木々は色づいて、空風に吹かれて地面に落ちる。冷たい空気は、初冬の訪れを感じさせた。
「なあ、巧とデートした行楽地ってどこ? そこ行こうぜ」
「晃さん、まだ怪我してるじゃないですか。あそこ滑りやすいし、危ないですよ」
「俺もミチと紅葉デートしたいもん」
晃はそう言って、私の肩に腕を回す。
「ミチはしたくない?」
甘えた声で言う。そりゃあしたいけど、今はもっと重要なことがある。私は咳払いしてから晃を押し返し、
「そんなことより、ちゃんと約束守ってください」
「約束?」
まさか忘れたのか。私が睨むと、
「ああ、えーと、猫かぶるんだろ。下ネタ禁止、馴れ馴れしいのも禁止、あとなんだっけ?」
「真面目に!」
「ソレソレ」
晃はへーきへーき、と呑気に言う。大丈夫だろうか。ちょっとどころではなく不安だ。
私と晃は、並んで原田家の玄関前に立った。晃は特に緊張した様子もなく、インターホンを押した。しばし、玄関前で父が出てくるのを二人で待つ。
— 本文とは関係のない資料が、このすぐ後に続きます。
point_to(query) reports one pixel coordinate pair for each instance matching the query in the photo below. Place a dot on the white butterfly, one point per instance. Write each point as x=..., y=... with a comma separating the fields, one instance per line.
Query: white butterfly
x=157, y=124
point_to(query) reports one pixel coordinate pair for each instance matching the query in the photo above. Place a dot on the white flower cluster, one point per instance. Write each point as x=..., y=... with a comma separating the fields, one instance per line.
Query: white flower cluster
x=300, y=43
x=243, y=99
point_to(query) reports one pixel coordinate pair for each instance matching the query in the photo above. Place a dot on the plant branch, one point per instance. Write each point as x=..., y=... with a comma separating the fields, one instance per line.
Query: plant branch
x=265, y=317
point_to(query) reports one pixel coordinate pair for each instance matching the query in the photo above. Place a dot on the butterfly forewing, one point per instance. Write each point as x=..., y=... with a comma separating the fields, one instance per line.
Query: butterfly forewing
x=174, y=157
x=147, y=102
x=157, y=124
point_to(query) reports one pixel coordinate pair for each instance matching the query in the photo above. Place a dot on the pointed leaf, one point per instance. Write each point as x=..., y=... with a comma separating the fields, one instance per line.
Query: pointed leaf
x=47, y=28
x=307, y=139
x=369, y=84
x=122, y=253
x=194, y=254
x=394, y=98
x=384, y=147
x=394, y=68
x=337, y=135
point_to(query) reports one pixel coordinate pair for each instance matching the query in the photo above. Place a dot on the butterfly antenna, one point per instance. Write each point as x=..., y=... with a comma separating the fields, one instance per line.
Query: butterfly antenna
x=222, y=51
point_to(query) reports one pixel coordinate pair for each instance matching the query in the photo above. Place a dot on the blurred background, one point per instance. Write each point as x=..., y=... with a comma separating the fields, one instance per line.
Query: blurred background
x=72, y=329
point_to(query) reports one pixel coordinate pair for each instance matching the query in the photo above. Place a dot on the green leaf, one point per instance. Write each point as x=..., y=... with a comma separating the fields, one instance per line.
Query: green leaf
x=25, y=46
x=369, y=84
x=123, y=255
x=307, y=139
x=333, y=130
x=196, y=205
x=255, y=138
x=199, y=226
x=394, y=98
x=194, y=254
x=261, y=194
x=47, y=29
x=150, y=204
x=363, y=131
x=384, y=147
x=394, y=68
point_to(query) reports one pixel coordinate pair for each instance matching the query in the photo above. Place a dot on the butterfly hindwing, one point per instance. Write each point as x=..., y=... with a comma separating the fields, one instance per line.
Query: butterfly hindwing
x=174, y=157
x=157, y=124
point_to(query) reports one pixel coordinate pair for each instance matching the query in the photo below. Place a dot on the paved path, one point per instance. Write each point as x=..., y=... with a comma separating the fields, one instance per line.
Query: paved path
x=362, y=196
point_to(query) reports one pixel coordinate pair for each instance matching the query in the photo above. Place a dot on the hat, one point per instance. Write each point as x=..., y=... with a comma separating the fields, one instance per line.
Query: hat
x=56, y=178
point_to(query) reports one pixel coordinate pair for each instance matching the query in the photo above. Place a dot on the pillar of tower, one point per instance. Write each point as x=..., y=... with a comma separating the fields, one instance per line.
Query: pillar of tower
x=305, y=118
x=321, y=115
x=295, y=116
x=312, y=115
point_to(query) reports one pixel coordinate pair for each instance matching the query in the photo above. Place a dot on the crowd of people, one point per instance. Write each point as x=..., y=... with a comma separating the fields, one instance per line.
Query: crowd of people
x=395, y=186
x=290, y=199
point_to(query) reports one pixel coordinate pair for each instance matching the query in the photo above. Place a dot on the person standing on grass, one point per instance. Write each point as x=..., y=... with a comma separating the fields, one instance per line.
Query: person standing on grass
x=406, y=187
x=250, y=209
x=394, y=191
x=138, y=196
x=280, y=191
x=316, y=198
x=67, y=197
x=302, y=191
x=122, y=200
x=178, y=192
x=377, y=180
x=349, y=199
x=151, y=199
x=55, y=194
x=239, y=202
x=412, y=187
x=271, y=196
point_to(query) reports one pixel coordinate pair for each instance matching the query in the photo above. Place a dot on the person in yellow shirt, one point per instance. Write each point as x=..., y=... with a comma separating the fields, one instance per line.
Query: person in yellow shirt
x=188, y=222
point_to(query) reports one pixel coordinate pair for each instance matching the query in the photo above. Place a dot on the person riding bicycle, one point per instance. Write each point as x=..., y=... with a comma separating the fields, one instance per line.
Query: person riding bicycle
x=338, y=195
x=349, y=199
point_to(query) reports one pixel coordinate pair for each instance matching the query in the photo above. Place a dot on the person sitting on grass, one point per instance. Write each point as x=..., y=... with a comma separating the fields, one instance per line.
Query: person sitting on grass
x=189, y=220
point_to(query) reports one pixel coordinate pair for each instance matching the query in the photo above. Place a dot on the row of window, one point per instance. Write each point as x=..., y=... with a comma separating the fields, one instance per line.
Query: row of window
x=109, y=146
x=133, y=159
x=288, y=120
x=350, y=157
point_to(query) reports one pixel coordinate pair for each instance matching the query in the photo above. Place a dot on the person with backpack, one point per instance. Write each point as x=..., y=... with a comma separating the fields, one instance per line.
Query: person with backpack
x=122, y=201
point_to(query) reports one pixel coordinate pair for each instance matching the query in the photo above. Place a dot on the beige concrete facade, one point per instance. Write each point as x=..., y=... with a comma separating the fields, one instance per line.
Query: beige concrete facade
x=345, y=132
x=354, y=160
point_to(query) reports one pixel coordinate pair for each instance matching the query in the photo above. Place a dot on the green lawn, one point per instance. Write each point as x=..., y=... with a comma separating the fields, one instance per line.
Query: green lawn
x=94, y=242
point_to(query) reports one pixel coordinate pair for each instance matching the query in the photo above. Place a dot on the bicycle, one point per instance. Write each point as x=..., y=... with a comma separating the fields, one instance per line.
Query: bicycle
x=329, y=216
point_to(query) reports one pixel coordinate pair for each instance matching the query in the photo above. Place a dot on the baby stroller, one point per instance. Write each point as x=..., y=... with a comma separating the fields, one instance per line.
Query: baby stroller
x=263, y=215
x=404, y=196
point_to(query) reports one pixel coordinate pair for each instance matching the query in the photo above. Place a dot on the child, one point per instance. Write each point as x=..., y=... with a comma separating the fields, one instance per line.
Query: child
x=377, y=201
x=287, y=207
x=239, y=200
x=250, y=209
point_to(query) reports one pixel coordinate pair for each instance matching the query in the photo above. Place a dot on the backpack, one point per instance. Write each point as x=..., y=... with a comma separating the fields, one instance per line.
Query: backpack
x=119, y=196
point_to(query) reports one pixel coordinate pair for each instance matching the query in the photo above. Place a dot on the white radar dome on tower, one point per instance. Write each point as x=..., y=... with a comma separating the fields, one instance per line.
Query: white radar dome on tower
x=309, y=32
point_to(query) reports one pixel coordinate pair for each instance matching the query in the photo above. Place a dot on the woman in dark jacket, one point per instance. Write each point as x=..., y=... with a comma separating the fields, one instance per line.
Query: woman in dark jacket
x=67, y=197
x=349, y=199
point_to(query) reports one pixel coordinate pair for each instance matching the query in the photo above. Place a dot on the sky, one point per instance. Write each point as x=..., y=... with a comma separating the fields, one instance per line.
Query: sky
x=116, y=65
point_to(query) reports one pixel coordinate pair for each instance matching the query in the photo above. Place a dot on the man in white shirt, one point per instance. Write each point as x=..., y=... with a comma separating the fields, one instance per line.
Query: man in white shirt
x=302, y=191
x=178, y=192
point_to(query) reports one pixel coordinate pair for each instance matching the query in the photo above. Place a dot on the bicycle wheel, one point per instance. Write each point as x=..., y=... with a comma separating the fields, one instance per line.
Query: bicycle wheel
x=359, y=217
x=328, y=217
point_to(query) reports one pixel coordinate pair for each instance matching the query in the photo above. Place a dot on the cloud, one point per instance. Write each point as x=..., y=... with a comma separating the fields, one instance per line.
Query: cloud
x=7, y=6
「おまえんち、母ちゃんいないんだっけ。うちと逆だな」
「ええ」
しばらくして、玄関の戸が開いた。姿を現した父は、眼鏡を押し上げ、私と三澤を見比べた。彼はこちらに歩いてきて、
「ミチがいきなり結婚すると言い出した相手は、君かね?」
三澤に問う。私がハラハラしていると、三澤は笑顔を浮かべ、父の手をとった。
「三澤晃です。よろしくお願いします」
白い歯を見せた晃に、父は眉をひそめた。
「君は外国人かね?」
「え? いえ」
父は、晃の手をすっ、と退けた。
「なら握手はしない。ああ、靴は脱いでくれよ」
父はそう言って、土間にあがった。目を瞬いて父を見送った三澤が、こっそりと尋ねてくる。
「おまえのとーちゃん、どういう人?」
私も小声で返した。
「大学教授なんです。専攻は歴史学」
「あー……ナルホド」
キョージュね。晃がつぶやく。
「苦手な人種だわ。眼鏡かけてるし」
お互いそうなんだろう。しかし、苦手な眼鏡ってもしや、巧さんのことだろうか。
父は台所に向かい、お茶の用意をし始めた。
「これ、お土産です。赤福」
「赤福ならこの辺りでも買えるが、ありがとう」
父は嫌味な返しをする。私は居間に向かい、晃を呼んだ。晃は私についてきて、あたりをキョロキョロ見渡している。正座ができないので、あぐらをかいていた。私は晃の膝をぺし、と叩いた。
「いて」
「そわそわしないでください」
「いや、おまえここで育ったんだなー、と思って」
晃は、箪笥上にある写真立てに目をやる。
「あ、この人お袋さん?」
「はい」
「へえ、綺麗な人だな」
おまえに似てる。彼はそう言って目を細めた。私は照れながら、そうですか? と尋ねた。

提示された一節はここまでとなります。